Résumé Il est aujourd’hui délicat de rester indifférent·e face à l’impact environnemental des bâtiments que nous, les architectes, concevons. Il est devenu essentiel de « décarboner » le bâtiment, le plus souvent à coup de normes et de techniques. N’est-il pas toutefois illusoire d’imaginer une réduction drastique des émissions de gaz à effet de serre, sans même remettre en question l’acte de construire ? Alors que certaines industries – aussi rares soient-elles – en sont à l'heure du « moins, mais mieux », le secteur de la construction prône un « plus et mieux ». La France est d’ailleurs connue pour être le pays européen qui construit le plus et elle s’en félicite. Il est remarquable d’être désormais capable de construire éco-responsable, performant ou encore passif, mais il existe un autre adage qui dit que « le meilleur déchet est celui que l’on ne produit pas ». Mais il faut bien se loger et le droit au logement est un droit fondamental, me dira-t-on. Je répondrai que c’est incontestablement vrai. Je répondrai aussi qu’il y a 4 millions de français·e·s mal-logé·e·s et que c’est un problème, mais qu’il y a 3 millions de logements vacants et que c’est peut-être une solution. Cependant, la complexité de la réalité mène à questionner les tenants et les aboutissants de ces choix. Si l’on considère ces espaces inhabités comme des ressources en latence, sont-ils délibérément inexploités ou simplement inexploitables ? Peuvent-ils réellement composer une réponse suffisante à tous les enjeux contemporains ? Comment les rendre habitables, désirables, qualitatifs ? Il s’agira, dans ce mémoire, de recadrer la question à l’échelle, longtemps oubliée, des villes moyennes, qui forment un terrain d’action privilégié et propice à la démarche prospective. Il s’agira alors de se projeter dans un avenir où la « ré-architecture » mènerait, à terme, à un bouleversement radical de nos pratiques d’habiter et de construire.

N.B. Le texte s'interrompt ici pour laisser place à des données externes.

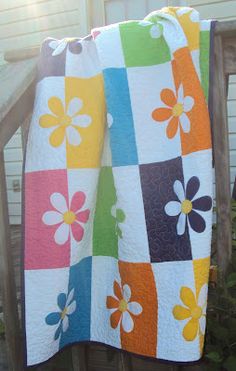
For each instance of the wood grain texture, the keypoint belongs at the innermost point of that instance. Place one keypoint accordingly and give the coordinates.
(221, 156)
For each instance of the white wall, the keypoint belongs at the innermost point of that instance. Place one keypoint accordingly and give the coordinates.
(23, 24)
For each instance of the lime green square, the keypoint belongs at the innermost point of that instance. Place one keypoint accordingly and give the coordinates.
(140, 48)
(105, 236)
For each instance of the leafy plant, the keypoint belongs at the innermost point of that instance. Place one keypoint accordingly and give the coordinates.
(220, 347)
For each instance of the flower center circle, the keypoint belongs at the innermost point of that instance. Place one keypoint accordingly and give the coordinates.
(196, 312)
(69, 217)
(186, 206)
(65, 120)
(178, 109)
(123, 306)
(63, 313)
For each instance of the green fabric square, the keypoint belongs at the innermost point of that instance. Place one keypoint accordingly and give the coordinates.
(140, 48)
(105, 236)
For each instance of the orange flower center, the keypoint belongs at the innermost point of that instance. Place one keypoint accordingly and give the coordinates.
(69, 217)
(65, 120)
(123, 305)
(63, 313)
(178, 109)
(196, 312)
(186, 206)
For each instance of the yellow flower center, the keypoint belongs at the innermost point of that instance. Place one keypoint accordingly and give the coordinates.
(178, 109)
(123, 305)
(186, 206)
(65, 120)
(196, 312)
(69, 217)
(63, 313)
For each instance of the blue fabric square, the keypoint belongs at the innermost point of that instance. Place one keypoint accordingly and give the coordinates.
(122, 135)
(79, 320)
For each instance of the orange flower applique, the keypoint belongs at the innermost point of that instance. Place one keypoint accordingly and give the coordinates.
(175, 112)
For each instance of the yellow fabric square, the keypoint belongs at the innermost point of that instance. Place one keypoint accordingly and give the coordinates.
(91, 92)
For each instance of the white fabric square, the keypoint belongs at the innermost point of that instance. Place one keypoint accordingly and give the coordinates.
(133, 246)
(153, 145)
(102, 286)
(41, 302)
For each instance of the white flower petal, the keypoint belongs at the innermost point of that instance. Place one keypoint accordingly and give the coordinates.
(65, 323)
(188, 103)
(83, 121)
(179, 190)
(73, 136)
(156, 31)
(185, 122)
(70, 297)
(71, 308)
(74, 107)
(180, 94)
(135, 308)
(127, 322)
(202, 297)
(183, 10)
(181, 224)
(109, 120)
(53, 44)
(202, 324)
(52, 218)
(126, 293)
(58, 201)
(173, 208)
(62, 234)
(60, 48)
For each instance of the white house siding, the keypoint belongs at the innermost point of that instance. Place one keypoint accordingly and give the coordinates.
(23, 24)
(223, 11)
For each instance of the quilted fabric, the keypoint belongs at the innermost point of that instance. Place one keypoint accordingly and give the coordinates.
(118, 190)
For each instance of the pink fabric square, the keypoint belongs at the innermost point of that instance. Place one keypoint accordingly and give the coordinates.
(41, 248)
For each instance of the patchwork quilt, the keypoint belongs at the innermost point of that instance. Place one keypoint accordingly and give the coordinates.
(118, 190)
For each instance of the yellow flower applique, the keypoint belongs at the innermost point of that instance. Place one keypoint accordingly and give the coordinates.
(66, 121)
(194, 310)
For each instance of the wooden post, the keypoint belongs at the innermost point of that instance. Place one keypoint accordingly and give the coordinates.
(8, 288)
(221, 156)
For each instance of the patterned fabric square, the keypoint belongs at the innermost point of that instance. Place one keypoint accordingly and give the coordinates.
(105, 235)
(161, 185)
(120, 118)
(49, 228)
(129, 215)
(76, 305)
(143, 44)
(170, 279)
(43, 288)
(82, 188)
(153, 144)
(198, 184)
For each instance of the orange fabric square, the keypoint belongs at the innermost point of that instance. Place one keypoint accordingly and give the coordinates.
(139, 277)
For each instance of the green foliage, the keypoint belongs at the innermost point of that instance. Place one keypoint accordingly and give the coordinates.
(220, 347)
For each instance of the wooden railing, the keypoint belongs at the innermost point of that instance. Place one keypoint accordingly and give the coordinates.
(16, 112)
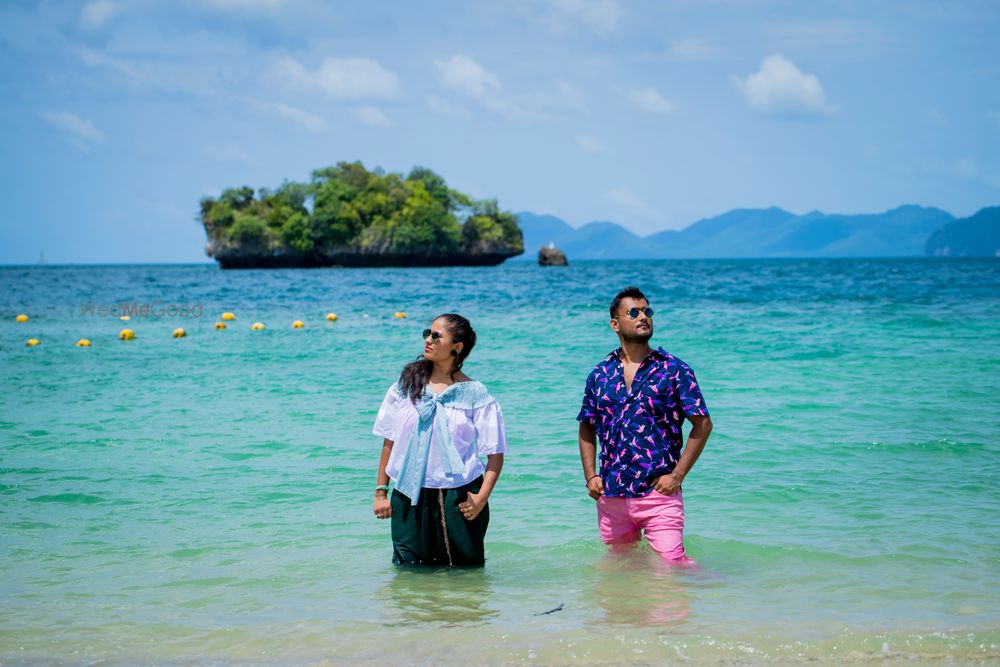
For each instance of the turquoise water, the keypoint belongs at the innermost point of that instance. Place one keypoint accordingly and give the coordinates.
(208, 499)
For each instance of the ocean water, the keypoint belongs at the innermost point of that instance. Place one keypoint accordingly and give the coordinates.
(207, 500)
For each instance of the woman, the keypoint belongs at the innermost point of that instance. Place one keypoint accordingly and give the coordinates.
(436, 423)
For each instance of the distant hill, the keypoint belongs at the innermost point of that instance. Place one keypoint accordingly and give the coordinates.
(975, 236)
(771, 232)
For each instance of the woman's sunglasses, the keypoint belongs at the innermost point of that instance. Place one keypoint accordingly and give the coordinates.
(634, 312)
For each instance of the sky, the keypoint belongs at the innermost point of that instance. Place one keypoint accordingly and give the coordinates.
(118, 116)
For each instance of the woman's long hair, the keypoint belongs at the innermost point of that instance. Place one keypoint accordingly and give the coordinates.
(413, 379)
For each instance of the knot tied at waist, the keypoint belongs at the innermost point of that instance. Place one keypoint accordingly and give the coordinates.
(433, 424)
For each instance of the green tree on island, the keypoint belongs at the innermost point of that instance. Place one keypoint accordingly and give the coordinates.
(349, 216)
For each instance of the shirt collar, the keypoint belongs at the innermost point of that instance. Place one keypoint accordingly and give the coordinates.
(658, 352)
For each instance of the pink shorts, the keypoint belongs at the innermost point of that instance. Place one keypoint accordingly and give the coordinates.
(623, 521)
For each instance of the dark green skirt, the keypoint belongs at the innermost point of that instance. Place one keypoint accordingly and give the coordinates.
(434, 532)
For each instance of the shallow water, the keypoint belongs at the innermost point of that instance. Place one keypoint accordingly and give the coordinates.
(208, 498)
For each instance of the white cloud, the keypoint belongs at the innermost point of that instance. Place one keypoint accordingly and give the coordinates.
(601, 15)
(311, 122)
(780, 88)
(373, 116)
(464, 75)
(649, 99)
(93, 58)
(445, 108)
(97, 13)
(589, 144)
(692, 48)
(467, 77)
(630, 201)
(82, 133)
(342, 78)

Mots-clés ressource latente - intervention sur l’existant - vacance des logements - villes moyennes

Abstract The environmental impact of construction catches the attention. To face the climate changes, we need to start "decarbonizing" the building sector. However, it remains arduous to talk about a drastic reduction of greenhouse gases emissions without calling into question the building action itself. The new housing energy efficiency is better than ever because of the energy standards, but the quantity of greenhouse gases emitted during the construction stays nevertheless highly significant. Despite this, we keep building as much as we were building few decades ago, and France keeps her top podium position in Europe. At the same time, the quantity of long-term empty homes is also increasing, and even more every year. We often hear that "France is running out of homes". If we simplify the facts, the situation may be surprising. More buildings, but fewer homes? Actually, the reality leads to question the whys and wherefore of those choices. Assuming that long-term empty homes represent a dormant resource, should we consider them as an untapped resource or an inoperable resource? Are they constituting a real answer to the contemporary issues? The research is focused on the medium-sized towns scale, which is a fertile area of study regarding of the topic. Moreover, it is a suitable scale for a forward-looking approach and prospective models where « rearchitecture » would lead to a paradigm shift of the construction conventions.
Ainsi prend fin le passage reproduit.